In order to maintain productivity, you should also consider adding a tool to consolidate the stack. If you decide to extend existing systems by installing plugins or interacting with APIs, you must enable AWS integration and ensure that each modification conforms with any regulatory standards that you are legally obligated to enforce.
Capture Logs (Phase C)
After you’ve configured your monitoring solution or stack, you should decide which logs to capture and how to do so. Logs are extremely useful for tracking compliance requirements and troubleshooting issues.
Here’s a list of logs you might wish to keep track of:
- Database logs can assist you in detecting queries that are taking too long to execute.

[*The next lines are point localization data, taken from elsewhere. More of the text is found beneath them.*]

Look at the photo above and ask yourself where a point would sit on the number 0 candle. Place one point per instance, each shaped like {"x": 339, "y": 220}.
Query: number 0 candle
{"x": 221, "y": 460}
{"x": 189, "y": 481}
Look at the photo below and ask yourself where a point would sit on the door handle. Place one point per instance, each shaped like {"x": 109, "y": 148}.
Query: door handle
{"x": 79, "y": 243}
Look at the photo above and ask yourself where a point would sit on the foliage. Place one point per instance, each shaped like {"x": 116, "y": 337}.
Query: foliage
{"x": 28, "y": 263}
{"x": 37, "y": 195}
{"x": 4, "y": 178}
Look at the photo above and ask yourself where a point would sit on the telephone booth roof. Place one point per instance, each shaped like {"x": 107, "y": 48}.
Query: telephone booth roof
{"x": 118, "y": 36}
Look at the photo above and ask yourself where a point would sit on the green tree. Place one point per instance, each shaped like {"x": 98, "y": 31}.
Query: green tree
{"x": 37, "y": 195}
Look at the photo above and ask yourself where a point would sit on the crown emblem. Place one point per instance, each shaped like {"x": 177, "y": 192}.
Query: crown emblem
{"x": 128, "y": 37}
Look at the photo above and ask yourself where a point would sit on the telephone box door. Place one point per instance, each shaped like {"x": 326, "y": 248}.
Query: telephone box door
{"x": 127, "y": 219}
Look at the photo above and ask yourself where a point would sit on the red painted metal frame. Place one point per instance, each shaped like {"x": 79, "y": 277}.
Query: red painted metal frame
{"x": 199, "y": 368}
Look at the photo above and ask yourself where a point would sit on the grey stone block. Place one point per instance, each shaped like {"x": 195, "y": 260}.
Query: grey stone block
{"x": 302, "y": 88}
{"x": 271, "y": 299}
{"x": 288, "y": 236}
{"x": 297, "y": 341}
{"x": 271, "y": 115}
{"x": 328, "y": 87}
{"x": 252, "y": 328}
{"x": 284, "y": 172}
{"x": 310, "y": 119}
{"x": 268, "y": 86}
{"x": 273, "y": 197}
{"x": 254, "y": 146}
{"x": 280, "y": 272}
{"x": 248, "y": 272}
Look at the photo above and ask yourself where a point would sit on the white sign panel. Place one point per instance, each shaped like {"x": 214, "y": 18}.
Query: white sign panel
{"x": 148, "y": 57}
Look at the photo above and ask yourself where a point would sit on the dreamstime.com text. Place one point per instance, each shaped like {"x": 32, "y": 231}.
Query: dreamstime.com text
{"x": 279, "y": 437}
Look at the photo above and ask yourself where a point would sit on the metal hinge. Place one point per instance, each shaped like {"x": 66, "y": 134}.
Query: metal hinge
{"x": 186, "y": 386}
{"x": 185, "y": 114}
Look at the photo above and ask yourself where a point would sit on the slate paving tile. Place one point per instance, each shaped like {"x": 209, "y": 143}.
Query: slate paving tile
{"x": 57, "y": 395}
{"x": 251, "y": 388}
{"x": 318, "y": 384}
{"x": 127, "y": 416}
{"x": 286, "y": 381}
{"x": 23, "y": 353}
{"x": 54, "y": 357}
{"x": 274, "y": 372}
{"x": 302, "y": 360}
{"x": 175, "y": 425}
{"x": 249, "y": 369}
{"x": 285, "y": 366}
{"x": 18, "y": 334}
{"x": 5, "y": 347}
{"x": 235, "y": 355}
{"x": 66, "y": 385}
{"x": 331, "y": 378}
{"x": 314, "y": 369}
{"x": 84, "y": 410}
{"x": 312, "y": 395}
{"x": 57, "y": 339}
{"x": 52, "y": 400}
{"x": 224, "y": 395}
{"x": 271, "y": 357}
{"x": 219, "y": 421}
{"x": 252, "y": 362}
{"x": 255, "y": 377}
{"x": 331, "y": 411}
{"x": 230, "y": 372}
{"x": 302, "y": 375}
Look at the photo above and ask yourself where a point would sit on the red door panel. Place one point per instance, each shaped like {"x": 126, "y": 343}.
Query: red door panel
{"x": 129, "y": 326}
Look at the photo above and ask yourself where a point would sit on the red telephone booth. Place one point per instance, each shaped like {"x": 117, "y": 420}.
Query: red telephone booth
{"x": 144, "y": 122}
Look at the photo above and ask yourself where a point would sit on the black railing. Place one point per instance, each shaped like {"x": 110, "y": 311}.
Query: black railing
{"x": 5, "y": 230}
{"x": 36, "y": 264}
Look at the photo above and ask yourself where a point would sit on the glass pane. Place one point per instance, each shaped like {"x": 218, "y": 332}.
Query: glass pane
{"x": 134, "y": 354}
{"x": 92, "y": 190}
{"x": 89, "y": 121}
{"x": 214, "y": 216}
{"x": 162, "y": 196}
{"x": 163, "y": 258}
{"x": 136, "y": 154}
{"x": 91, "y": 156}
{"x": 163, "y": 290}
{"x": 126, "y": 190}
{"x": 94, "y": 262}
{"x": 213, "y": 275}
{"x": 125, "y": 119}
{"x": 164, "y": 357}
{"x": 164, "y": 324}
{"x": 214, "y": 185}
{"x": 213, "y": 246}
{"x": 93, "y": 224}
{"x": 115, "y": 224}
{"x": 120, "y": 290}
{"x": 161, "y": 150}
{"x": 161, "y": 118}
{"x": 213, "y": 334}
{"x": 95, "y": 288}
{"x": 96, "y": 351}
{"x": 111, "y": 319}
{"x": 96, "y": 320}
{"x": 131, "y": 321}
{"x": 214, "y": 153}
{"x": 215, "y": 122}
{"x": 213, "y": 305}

- Application logs—they highlight application failures.
- AWS CloudTrail detects AWS API calls.
- Elastic Load Balancing and host logs may indicate changes in availability or latency.
Best Practices for AWS Monitoring
Make use of Automation Whenever Possible
AWS production deployments are often too large and dynamic to manually monitor. The volume of metrics and log data collected is too vast for humans to analyze efficiently.
Create Policies for Determining Priority Levels
Prioritizing monitoring duties helps to guarantee that key services continue to operate and data is secured. Additionally, prioritizing alerts or alert categories helps IT personnel deploy their time and resources more effectively.
Take Advantage of the Cloud
Cloud infrastructures are adaptable, allowing you to experiment with configuration changes without disrupting services. When optimizing based on analytics, take the time to test your configurations. This allows you to test whether changes are more efficient before putting them in production.
NetApp Cloud Insights for AWS Monitoring
NetApp Cloud Insights is an infrastructure monitoring solution that provides you with a comprehensive view of your whole infrastructure. You may use Cloud Insights to monitor, diagnose, and optimize all of your resources, including public clouds and private data centers.
NetApp Cloud Insights, for example, enables you to automatically design topologies, correlate metrics, discover greedy or degraded resources, and notify on unusual user behavior.